Each of these individuals is highly qualified and would likely sail through the confirmation process if their nominations were independent of one another. However, they are not being nominated individually. They are being nominated all three at the same time in the midst of a tumultuous congressional-presidential relationship. Herein continues the bitter partisanship that has crippled our country's legislative and governing processes. 

This court is quite important both legally and politically given its high level of judicial power and its geographic location. Also, in light of the longstanding vacancies in this court, the president's agenda has been routinely squelched from the conservative majority on the court. Therefore, frustrated at the slowing of his agenda and the battle with Congress, President Obama has decided to play hardball. Not only would nominations by the president to this court tip it from largely conservative to notably liberal, but the process is just as important. 

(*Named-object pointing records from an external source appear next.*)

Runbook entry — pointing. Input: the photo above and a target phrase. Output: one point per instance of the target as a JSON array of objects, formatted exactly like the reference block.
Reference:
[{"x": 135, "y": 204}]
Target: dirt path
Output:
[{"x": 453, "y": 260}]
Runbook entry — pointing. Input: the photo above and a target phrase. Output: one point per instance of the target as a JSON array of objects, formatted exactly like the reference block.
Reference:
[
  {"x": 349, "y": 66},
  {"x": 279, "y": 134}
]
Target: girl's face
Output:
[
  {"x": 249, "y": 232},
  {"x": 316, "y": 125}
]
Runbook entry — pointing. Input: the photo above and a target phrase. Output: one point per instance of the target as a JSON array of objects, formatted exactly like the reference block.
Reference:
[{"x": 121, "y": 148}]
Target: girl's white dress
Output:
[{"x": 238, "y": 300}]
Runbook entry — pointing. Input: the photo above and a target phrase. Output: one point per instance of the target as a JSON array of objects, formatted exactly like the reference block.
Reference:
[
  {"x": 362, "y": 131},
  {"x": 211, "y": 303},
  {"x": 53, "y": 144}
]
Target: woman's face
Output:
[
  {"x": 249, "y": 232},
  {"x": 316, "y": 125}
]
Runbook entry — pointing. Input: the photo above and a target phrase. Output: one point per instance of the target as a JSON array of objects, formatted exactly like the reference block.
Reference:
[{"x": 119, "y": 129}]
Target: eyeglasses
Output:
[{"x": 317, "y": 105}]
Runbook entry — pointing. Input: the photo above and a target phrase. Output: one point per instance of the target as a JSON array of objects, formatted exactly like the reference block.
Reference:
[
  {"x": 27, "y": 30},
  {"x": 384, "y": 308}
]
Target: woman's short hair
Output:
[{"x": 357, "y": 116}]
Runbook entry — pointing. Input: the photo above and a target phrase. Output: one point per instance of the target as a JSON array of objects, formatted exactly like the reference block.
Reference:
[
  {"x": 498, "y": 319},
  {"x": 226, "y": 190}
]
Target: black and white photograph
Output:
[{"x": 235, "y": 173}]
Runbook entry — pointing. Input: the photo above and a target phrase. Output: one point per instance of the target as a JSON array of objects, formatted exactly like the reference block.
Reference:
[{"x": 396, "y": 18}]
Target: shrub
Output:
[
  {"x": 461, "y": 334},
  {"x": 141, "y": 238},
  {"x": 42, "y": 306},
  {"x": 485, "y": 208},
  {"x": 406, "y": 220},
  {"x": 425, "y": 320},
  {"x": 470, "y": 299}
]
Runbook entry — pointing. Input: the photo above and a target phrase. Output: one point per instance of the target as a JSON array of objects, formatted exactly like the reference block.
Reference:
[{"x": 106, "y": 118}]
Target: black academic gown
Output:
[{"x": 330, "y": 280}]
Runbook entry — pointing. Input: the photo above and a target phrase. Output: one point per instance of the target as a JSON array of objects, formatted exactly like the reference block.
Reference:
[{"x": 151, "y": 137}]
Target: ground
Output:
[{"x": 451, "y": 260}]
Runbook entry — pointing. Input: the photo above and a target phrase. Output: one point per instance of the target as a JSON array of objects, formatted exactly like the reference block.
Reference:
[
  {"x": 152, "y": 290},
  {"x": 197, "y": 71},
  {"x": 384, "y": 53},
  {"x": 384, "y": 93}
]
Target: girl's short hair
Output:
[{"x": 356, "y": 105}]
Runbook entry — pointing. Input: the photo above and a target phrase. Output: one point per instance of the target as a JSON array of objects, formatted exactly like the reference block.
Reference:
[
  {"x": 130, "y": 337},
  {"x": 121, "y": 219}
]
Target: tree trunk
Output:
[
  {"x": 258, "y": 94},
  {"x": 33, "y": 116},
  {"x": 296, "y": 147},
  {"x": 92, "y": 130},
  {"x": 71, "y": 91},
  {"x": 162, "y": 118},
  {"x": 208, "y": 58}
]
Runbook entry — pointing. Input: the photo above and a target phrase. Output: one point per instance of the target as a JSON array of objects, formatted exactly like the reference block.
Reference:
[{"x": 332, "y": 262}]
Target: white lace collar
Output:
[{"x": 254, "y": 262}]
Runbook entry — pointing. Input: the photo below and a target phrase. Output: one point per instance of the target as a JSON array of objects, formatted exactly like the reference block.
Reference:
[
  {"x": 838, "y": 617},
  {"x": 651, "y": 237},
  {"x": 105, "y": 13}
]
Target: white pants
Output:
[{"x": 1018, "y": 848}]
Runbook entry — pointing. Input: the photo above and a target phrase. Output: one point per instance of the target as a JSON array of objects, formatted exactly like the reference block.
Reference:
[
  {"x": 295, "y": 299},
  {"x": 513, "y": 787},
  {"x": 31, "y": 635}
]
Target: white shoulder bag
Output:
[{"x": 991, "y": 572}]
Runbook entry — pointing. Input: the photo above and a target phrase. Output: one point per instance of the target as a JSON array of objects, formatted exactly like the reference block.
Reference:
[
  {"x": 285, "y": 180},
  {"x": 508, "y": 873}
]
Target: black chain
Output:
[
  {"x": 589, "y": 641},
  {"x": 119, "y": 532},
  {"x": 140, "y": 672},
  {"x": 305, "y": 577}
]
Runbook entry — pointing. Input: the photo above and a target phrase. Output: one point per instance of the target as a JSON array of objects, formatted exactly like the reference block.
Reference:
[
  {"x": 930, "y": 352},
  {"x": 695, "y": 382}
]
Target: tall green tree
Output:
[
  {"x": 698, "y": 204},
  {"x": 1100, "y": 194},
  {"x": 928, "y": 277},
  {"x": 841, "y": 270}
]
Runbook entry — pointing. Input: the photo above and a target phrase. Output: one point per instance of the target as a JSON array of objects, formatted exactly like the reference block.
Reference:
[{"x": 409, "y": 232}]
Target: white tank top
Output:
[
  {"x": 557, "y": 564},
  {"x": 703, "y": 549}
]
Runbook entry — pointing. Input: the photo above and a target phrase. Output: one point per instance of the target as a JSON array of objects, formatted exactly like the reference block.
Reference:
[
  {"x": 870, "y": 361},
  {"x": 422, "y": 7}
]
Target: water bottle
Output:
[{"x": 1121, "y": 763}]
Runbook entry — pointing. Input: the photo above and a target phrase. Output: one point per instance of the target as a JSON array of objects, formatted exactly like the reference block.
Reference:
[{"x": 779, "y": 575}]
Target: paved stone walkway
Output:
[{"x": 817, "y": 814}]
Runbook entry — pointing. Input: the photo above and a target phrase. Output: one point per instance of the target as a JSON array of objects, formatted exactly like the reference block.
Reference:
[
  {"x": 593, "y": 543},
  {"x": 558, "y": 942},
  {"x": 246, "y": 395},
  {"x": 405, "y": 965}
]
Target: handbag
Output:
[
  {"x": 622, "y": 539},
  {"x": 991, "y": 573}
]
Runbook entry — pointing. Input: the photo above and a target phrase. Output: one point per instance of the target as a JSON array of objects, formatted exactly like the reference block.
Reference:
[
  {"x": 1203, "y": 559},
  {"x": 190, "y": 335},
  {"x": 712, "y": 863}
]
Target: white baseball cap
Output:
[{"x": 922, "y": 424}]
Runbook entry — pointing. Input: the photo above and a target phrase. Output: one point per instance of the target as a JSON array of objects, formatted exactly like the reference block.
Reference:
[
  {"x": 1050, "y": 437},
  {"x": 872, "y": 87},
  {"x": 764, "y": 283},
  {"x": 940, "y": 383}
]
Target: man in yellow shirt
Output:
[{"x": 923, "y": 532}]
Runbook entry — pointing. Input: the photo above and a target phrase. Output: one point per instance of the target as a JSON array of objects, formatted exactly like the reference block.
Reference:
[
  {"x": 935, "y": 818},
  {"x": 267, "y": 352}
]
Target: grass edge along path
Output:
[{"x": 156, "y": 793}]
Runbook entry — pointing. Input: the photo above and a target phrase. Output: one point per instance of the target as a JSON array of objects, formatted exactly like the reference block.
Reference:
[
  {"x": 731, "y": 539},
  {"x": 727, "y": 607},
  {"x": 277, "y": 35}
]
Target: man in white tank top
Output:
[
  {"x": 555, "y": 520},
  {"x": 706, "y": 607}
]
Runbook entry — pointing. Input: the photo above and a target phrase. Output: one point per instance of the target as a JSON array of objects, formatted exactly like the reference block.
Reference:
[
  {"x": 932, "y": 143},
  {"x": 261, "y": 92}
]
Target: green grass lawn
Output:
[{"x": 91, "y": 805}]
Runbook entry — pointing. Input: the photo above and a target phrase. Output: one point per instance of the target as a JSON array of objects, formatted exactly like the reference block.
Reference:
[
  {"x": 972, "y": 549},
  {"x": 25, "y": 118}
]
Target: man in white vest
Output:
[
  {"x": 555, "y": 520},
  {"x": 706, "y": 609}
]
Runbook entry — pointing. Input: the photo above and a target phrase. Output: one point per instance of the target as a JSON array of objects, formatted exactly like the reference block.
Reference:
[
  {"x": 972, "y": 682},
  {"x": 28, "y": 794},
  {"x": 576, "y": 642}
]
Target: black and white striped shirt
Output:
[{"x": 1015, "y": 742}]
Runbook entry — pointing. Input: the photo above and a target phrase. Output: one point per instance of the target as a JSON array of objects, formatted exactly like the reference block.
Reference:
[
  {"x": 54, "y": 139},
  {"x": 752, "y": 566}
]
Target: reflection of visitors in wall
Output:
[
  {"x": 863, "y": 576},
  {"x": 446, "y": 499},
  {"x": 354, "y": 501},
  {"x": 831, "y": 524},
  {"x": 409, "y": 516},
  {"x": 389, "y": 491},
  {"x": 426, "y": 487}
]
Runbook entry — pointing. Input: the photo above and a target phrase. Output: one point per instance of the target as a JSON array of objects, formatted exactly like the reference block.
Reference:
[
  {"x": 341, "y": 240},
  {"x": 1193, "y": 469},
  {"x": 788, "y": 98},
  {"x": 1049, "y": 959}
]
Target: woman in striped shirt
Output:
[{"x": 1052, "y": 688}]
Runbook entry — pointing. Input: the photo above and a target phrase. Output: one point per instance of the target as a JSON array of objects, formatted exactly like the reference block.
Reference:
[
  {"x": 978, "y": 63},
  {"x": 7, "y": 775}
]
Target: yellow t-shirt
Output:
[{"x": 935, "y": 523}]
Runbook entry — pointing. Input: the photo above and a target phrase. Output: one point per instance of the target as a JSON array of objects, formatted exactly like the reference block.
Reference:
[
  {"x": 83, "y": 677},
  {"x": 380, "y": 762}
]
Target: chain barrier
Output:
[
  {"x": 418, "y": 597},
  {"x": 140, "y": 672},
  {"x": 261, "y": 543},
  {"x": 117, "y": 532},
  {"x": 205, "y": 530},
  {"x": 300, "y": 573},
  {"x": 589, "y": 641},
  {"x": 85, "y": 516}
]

Instead of nominating each one at a time, the president has chosen to nominate all three simultaneously to essentially goad Senate Republicans. The stacked nominations simultaneously naturally scare Senate Republicans and they will likely filibuster the move by the White House. This is what the White House wants, and it is pushing to illuminate the seeming abuse of the use of the filibuster from Senate Republicans, thus driving the two parties farther apart in an endless game of "Gotcha" akin to a fight on the playground.

This increased entrenchment will tip the court from conservative to liberal and will continue the fight between the two political parties in this country over who's right and who's wrong based on who can yell the loudest at the other side. There appears to be very little, if any, move toward reciprocity from either side. And this latest move by the Obama administration is a product of the elementary politics, guided by the lack of strong leadership the office of the President requires, which we have seen lately in Washington. Assuredly, this will play a role in defining his legacy as president as one who refused to be the first to act in ending this political war.